This year, I am preparing my portfolio for my National Boards. Let me preface this by saying that National Board Certification is completely voluntary. Just like lawyers and doctors have their boards, teachers do as well. I started this process because, honestly, I wanted that NBCT acronym after my name. I knew that a National Board Certified teacher is incredibly knowledgeable about teaching and excels at it. I wanted to be associated with those kind of teachers.
Currently, I am in the middle of assembling my portfolio, which is due March 31st. The portfolio requires me to submit four entries. If you want a detailed explanation of the process and another teacher's reasons for seeking certification, click here: Confessions of a New NBCT.
Two of the entries require a video submission. Watching myself teach is at times excruciating, especially seeing my students when I'm not there. When I watch their conversations, I often see some misunderstanding I had no idea they had. I'm also aware of some of the things I do. For example, in the video I am now considering submitting, I try to give a hint about angles, but it just looks I am doing some wierd dance. The shapes I am making with my hands look nothing like angles.

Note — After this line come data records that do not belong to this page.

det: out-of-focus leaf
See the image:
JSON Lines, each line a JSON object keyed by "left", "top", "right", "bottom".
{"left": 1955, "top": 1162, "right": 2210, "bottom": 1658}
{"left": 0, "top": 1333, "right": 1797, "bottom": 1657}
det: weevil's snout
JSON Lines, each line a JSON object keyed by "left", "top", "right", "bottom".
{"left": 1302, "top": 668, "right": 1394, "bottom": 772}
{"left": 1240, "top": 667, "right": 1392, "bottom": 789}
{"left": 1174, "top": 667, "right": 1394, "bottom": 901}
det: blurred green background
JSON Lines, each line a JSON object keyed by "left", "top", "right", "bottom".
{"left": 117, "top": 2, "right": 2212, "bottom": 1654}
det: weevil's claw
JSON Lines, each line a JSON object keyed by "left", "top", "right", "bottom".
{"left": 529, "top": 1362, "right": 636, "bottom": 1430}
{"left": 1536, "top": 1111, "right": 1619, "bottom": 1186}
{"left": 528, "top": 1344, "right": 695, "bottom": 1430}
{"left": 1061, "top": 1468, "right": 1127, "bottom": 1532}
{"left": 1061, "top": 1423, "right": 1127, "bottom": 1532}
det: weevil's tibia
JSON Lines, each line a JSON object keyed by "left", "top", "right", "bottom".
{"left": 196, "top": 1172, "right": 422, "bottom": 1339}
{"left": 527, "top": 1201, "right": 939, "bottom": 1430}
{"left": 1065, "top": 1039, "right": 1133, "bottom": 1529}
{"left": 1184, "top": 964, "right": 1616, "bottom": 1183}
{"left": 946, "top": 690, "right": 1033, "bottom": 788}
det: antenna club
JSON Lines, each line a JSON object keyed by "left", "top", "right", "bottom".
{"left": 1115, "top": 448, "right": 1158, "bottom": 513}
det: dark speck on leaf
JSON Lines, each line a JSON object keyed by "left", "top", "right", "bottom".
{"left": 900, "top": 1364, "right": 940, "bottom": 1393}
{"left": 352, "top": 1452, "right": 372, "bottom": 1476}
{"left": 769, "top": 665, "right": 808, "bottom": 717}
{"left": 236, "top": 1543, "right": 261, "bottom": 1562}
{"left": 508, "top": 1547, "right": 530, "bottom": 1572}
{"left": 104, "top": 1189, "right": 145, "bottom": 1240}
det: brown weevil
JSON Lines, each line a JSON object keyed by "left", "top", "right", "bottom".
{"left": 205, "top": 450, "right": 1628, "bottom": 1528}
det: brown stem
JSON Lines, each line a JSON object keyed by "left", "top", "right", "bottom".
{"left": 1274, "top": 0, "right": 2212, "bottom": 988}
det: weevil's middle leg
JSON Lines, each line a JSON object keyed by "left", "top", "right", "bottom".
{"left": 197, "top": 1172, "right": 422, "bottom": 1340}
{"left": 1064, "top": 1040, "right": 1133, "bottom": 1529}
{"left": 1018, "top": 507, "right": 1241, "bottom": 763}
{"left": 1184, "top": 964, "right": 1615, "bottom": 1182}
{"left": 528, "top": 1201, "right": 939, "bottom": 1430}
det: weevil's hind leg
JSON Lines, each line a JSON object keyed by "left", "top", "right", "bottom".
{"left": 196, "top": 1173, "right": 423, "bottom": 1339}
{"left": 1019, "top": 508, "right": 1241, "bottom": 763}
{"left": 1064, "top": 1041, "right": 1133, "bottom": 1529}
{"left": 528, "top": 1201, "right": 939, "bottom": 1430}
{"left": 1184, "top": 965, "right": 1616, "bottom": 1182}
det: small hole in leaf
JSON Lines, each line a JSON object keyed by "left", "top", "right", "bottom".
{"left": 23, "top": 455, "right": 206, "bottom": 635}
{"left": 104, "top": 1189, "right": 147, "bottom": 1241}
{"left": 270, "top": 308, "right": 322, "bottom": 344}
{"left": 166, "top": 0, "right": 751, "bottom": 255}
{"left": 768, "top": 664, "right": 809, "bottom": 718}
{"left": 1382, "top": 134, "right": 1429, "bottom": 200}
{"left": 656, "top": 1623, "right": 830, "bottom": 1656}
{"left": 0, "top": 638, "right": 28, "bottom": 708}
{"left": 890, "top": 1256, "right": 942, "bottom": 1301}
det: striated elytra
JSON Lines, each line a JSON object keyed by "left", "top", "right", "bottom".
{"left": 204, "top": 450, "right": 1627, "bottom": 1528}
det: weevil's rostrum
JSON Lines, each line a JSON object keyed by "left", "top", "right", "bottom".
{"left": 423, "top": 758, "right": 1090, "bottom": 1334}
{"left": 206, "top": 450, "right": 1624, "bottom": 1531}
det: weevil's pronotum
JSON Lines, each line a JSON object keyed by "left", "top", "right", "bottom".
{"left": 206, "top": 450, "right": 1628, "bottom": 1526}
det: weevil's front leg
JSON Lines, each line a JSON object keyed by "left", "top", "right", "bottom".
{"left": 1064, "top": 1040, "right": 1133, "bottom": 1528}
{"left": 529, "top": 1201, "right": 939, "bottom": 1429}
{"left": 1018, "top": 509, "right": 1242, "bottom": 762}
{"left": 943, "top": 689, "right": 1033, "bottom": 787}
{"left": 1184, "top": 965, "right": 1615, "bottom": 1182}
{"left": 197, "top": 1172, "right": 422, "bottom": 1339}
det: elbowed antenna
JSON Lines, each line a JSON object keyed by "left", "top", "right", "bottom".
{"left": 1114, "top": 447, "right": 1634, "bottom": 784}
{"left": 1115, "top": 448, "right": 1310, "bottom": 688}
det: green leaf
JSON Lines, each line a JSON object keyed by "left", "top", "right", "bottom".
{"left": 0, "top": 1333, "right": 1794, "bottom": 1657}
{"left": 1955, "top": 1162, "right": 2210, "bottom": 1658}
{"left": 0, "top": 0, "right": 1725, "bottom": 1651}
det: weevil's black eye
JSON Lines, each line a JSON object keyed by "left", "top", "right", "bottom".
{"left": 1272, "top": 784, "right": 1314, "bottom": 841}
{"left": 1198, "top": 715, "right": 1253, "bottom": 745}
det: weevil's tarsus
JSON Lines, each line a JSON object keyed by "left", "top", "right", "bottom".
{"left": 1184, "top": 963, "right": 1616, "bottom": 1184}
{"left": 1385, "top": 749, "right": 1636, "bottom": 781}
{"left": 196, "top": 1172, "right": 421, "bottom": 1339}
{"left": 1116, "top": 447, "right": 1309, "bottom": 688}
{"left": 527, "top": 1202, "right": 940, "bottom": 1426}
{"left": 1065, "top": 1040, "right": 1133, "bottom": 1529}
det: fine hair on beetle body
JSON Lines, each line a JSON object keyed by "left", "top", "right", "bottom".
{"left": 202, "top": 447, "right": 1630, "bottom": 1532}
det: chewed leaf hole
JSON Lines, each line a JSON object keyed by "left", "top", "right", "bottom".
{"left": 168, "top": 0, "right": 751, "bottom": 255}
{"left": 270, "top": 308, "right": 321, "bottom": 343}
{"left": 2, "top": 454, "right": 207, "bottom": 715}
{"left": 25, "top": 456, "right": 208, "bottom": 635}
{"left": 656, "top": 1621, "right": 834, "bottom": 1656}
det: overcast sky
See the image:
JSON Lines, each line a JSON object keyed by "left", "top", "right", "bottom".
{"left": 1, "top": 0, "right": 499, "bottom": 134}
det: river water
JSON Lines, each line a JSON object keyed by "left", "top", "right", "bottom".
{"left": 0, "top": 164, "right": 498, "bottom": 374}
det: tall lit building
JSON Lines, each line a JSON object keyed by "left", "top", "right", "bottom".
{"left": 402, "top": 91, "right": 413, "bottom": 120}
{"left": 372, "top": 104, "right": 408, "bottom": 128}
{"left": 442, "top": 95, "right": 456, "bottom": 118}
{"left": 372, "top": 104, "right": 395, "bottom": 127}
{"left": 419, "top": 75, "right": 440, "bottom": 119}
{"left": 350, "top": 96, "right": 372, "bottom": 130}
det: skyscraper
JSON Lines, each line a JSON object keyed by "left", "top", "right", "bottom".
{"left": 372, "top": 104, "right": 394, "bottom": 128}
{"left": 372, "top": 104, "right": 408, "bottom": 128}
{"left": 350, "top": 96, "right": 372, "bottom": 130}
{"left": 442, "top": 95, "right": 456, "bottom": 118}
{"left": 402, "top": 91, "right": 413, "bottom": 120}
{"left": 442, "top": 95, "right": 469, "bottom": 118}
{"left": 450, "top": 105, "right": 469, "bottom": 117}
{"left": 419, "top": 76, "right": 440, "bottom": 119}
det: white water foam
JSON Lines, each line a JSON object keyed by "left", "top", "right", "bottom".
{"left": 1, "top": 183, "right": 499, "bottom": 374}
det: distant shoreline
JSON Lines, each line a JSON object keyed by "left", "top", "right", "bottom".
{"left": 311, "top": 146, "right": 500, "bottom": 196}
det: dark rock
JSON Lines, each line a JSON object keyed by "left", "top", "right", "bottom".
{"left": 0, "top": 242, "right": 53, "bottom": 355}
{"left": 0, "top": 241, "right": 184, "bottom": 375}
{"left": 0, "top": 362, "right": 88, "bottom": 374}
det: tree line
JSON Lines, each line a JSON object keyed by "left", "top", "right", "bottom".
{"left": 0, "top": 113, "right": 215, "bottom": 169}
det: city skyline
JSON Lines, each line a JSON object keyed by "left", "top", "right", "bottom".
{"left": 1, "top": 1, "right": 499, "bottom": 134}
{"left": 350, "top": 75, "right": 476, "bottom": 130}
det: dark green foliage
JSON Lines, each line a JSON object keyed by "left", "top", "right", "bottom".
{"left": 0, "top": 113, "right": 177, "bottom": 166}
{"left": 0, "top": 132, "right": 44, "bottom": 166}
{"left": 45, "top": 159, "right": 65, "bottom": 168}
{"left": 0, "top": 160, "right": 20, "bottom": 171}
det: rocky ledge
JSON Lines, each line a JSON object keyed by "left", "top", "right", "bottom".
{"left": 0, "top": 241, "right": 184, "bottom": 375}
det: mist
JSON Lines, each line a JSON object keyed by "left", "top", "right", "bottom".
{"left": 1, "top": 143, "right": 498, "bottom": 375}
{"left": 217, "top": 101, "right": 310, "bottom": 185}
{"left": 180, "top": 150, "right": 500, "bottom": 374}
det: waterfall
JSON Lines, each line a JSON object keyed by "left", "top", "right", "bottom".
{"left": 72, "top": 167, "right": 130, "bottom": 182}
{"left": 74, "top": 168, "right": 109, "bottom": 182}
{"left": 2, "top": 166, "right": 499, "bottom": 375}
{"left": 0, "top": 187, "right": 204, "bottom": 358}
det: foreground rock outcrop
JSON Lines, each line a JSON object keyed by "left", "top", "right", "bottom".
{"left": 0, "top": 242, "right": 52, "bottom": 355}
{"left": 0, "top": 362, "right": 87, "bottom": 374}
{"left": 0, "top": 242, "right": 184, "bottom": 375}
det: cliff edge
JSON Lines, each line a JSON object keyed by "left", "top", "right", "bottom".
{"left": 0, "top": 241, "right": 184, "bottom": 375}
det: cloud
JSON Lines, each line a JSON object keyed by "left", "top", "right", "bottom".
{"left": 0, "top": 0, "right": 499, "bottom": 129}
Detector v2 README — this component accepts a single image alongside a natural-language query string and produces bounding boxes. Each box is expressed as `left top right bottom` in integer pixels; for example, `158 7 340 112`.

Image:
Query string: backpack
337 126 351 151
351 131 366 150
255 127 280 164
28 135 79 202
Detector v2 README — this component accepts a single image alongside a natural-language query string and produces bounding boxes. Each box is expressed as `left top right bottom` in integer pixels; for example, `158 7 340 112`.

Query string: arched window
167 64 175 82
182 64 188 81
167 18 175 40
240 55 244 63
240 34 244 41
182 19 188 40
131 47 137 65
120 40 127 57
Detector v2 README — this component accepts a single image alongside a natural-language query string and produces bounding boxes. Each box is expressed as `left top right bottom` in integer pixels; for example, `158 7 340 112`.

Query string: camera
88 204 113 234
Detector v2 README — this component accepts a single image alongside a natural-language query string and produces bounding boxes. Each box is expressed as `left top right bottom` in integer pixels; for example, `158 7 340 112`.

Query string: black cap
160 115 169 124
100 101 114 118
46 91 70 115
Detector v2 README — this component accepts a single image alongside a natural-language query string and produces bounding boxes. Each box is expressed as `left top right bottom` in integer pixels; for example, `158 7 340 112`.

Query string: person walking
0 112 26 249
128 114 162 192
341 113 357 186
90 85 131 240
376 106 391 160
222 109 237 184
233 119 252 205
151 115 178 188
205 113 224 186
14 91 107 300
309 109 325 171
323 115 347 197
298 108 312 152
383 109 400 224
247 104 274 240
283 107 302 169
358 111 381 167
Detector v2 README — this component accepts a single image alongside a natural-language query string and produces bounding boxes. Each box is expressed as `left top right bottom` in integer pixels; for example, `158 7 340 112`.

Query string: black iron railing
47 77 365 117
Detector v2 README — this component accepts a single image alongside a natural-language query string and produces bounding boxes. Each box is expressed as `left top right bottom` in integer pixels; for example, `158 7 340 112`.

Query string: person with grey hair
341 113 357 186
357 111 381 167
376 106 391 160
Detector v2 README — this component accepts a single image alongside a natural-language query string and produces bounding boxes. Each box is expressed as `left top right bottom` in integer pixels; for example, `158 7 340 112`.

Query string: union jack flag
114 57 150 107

I may be expecting too much from myself. I am on my ninth video attempt for this one entry. Here are some examples of why I decided to re-film:
My first attempt: Launching marbles in the gym and calculating their speed. I was nervous and I didn't ask very probing questions. The acoustics in the gym made it impossible to hear student conversation.
I came home from my daily Starbucks work session today and told my husband that I wanted to re-film. He reminded me that I am teaching real people and that I will never get the perfect video, at least to my standards. I know that what I have now is a very real video of what happens everyday in my class. My analysis of it will be very candid, identifying issues and reflecting on what I will do differently in the future. That is the best I can do. It's time to "make it work."